Entre la razón y el corazón
La razón camina hacia la claridad, desmenuza los pros y los contras de la coyuntura, trata de ordenar y planificar. En cuanto crece a expensas del corazón invade el terreno como un cáncer y la racionalidad adquiere rasgos caricaturescos: frialdad, objetividad a ultranza, intolerancia. Puede que el racionalista irradie mucha luz, pero ciertamente no expande el menor calor. Le falta abrir los oídos a las razones del corazón.

En el extremo contrario, el corazón tiende hacia el misterio, la profundidad, la receptividad. También al corazón le acechan determinados riesgos: el de marginar la razón y desplazarse hacia lo caótico y pasional. En tal caso sobrevienen toda clase de excesos, añoranzas y desbordamientos. Quien opta por el corazón ahogando la voz de la razón irradiará calor en el mejor de los supuestos, pero ninguna luz.

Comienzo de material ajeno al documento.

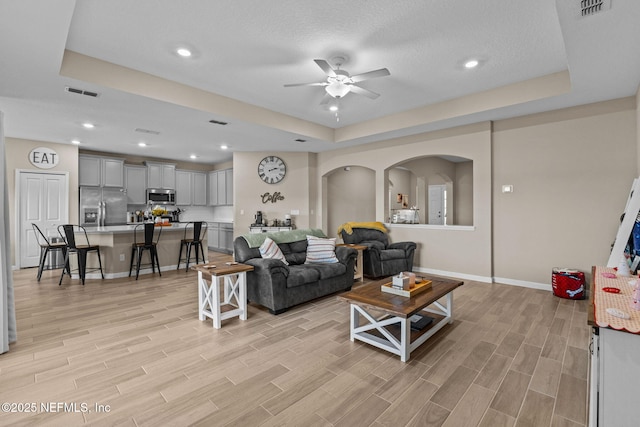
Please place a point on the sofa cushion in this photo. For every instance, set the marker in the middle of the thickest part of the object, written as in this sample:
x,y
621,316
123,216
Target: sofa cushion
x,y
329,270
301,275
295,252
269,249
392,254
321,250
374,244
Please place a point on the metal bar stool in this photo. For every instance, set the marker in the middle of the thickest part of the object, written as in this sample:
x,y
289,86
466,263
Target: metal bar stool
x,y
45,247
199,230
137,248
68,234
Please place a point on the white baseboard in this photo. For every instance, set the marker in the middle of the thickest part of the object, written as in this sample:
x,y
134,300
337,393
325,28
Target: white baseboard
x,y
523,283
453,274
485,279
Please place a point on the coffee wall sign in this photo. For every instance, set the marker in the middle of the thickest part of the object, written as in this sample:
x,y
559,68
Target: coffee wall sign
x,y
43,158
268,197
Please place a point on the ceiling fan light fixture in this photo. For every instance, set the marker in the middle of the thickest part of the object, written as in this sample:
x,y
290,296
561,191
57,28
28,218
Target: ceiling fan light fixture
x,y
472,63
337,89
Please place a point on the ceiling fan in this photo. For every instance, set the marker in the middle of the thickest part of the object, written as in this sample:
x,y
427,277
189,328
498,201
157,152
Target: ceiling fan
x,y
339,82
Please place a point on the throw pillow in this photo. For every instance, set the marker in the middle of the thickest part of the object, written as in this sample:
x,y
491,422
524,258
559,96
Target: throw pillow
x,y
270,249
321,250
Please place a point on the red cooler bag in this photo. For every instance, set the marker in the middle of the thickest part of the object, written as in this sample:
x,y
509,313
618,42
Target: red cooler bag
x,y
567,283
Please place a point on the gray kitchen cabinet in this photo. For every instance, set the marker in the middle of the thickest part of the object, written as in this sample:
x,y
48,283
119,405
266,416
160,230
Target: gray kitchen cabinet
x,y
183,188
135,182
100,171
161,175
220,236
191,188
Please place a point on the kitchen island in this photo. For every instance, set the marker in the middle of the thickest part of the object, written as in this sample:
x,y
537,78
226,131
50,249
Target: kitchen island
x,y
115,248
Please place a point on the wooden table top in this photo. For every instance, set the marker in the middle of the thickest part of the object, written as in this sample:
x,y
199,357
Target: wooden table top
x,y
222,269
371,296
354,246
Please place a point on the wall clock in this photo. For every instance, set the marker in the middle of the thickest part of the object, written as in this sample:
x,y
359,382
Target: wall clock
x,y
272,169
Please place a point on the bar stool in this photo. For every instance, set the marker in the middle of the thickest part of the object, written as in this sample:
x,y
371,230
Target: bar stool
x,y
45,247
199,230
68,234
137,248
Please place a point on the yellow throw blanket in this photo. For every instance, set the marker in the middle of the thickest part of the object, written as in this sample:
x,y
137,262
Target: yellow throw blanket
x,y
349,226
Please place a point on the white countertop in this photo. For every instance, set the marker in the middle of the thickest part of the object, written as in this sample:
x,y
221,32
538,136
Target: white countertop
x,y
176,226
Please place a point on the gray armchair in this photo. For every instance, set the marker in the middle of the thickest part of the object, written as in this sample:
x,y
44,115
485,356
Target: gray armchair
x,y
381,258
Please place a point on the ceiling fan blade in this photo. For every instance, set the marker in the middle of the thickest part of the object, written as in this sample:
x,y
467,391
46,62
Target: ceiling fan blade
x,y
326,99
362,91
307,84
370,75
325,67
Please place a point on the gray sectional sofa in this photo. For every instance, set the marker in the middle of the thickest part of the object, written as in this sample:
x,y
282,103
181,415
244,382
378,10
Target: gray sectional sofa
x,y
278,286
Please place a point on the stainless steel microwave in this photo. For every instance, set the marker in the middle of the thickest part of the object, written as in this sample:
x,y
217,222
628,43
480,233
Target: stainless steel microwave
x,y
161,196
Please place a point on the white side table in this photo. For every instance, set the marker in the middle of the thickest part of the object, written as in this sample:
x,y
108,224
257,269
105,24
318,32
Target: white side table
x,y
210,304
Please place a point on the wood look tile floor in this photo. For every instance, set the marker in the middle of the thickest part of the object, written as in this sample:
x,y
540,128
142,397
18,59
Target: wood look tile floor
x,y
134,353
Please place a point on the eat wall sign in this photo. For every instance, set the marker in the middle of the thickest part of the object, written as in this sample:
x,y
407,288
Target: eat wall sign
x,y
43,158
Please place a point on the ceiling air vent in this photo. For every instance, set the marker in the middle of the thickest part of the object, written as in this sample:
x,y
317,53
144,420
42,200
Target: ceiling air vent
x,y
81,91
591,7
153,132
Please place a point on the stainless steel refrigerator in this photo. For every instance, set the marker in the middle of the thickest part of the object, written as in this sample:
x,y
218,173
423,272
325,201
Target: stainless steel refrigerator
x,y
102,206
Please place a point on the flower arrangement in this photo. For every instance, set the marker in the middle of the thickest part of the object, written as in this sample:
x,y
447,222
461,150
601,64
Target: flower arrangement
x,y
158,211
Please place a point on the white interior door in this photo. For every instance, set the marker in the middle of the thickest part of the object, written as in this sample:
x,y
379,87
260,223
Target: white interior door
x,y
437,204
44,200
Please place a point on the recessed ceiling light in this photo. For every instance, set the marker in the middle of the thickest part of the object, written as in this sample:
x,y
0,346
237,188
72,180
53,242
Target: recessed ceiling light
x,y
184,52
472,63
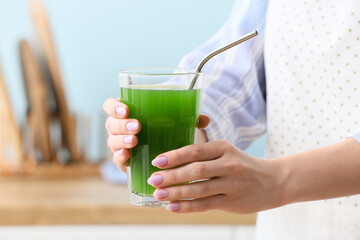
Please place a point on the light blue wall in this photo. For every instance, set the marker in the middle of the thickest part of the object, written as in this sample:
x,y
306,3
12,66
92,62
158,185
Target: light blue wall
x,y
95,39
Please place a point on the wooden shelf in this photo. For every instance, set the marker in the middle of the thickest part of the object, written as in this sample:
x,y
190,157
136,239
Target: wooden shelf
x,y
87,199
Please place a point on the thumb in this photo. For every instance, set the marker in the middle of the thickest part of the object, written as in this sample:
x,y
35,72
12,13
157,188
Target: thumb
x,y
203,121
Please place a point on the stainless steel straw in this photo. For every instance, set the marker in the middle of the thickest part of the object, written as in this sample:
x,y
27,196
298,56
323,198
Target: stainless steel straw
x,y
216,52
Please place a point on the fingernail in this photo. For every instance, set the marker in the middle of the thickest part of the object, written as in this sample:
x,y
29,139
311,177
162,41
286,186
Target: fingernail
x,y
161,193
132,126
155,180
121,152
120,111
173,206
128,139
160,161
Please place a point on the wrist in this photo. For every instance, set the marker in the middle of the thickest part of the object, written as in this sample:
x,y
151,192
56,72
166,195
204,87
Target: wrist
x,y
281,173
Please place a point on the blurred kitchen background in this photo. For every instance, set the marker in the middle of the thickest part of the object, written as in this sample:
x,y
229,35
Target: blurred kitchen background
x,y
93,40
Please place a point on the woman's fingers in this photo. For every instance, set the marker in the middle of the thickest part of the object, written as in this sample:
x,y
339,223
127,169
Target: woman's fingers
x,y
116,126
116,142
197,205
120,158
114,108
191,153
190,172
203,121
193,190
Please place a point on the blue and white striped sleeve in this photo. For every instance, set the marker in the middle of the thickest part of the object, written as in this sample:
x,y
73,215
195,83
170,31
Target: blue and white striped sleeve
x,y
234,85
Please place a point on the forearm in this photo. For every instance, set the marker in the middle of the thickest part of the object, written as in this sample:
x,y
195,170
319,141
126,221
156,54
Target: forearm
x,y
327,172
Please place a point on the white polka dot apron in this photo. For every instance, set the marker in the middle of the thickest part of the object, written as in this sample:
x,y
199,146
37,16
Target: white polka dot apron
x,y
312,59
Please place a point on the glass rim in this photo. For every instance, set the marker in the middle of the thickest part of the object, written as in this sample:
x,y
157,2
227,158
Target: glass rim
x,y
152,71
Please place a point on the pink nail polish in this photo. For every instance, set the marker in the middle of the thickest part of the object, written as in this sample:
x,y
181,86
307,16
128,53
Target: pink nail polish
x,y
121,152
128,139
120,111
132,126
155,180
160,161
173,206
161,193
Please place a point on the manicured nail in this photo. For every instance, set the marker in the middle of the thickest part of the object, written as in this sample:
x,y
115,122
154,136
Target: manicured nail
x,y
121,152
155,180
132,126
128,139
173,206
120,111
161,193
160,161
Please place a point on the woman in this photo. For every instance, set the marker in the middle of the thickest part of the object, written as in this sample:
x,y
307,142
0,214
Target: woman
x,y
311,175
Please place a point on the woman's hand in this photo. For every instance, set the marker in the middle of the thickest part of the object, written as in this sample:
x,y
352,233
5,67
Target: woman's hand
x,y
232,180
122,130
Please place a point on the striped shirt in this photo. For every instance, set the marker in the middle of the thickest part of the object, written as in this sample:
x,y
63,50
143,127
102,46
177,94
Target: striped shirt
x,y
235,86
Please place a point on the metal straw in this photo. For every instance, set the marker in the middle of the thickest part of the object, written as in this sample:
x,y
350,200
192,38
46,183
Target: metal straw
x,y
216,52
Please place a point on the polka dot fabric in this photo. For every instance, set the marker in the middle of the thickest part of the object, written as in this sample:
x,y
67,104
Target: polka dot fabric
x,y
313,75
312,58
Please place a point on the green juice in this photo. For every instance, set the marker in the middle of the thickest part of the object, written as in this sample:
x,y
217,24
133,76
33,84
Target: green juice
x,y
168,116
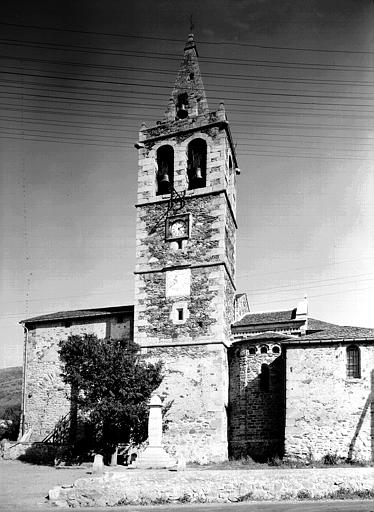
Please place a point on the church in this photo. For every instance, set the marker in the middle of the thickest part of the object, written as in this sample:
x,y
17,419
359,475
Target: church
x,y
241,384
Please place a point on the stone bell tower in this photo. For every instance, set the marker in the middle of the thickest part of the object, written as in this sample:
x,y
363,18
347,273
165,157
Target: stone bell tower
x,y
185,266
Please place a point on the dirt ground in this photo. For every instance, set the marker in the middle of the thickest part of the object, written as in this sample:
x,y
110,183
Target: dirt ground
x,y
25,486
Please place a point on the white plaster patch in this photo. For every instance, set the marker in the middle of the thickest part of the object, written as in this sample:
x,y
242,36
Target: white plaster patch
x,y
179,313
178,283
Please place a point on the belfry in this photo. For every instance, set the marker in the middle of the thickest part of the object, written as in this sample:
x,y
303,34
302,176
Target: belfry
x,y
185,273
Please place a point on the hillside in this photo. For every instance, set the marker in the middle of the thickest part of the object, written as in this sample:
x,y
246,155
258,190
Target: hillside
x,y
10,387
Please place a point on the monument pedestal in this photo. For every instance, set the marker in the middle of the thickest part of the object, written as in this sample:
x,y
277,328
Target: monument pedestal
x,y
154,456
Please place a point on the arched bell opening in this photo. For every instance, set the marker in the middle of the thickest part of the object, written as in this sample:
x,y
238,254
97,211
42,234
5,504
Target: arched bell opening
x,y
165,169
182,105
196,164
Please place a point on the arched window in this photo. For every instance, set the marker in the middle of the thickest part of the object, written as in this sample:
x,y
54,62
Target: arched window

Al tratar con objetos es justo que se busque la mayor seguridad y garantía racional. En ello cifra la técnica su tarea. Pero cuando la relación no es de persona a cosa, sino de persona a persona, entonces varía la cuestión. La persona del otro, en efecto, no está ordenada al dominio ni a la explotación, sino a la convivencia libre y gozosa. El otro es y será siempre un misterio y no un objeto a manipular. La intimidad ajena no debe ser violada ni tomada por asalto. Ni se debe ni se puede, porque cuando tal acaece entonces el misterio personal que es cada uno, se esconde bajo su caparazón y rehúsa la relación.

La conclusión se impone. La única manera de acceder al misterio que es el otro consiste en la insinuación y la confianza. Cuando ha brotado un ambiente de mutua confianza se hace factible la comunión y el diálogo íntimo. No antes. Dicho con el vocabulario que venimos usando, ello equivale a declarar que la conexión personal con el otro es tarea del corazón más que de la razón. El corazón insinúa, comparte, se fía. La razón acecha, instrumentaliza, fuerza. O, al menos, tiende a ello si no para mientes en las razones del corazón.

Si un amigo quiere garantizar racionalmente y hasta el extremo el afecto de su amigo, puede despedirse de la relación. El afecto se ha desvanecido. Cuando la esposa pretende pruebas jurídicas del afecto de su esposo, el amor se ha evaporado. Un mínimo de confianza es exigido previamente a la hora de tratar con seres humanos que poseen dignidad, misterio e intimidad.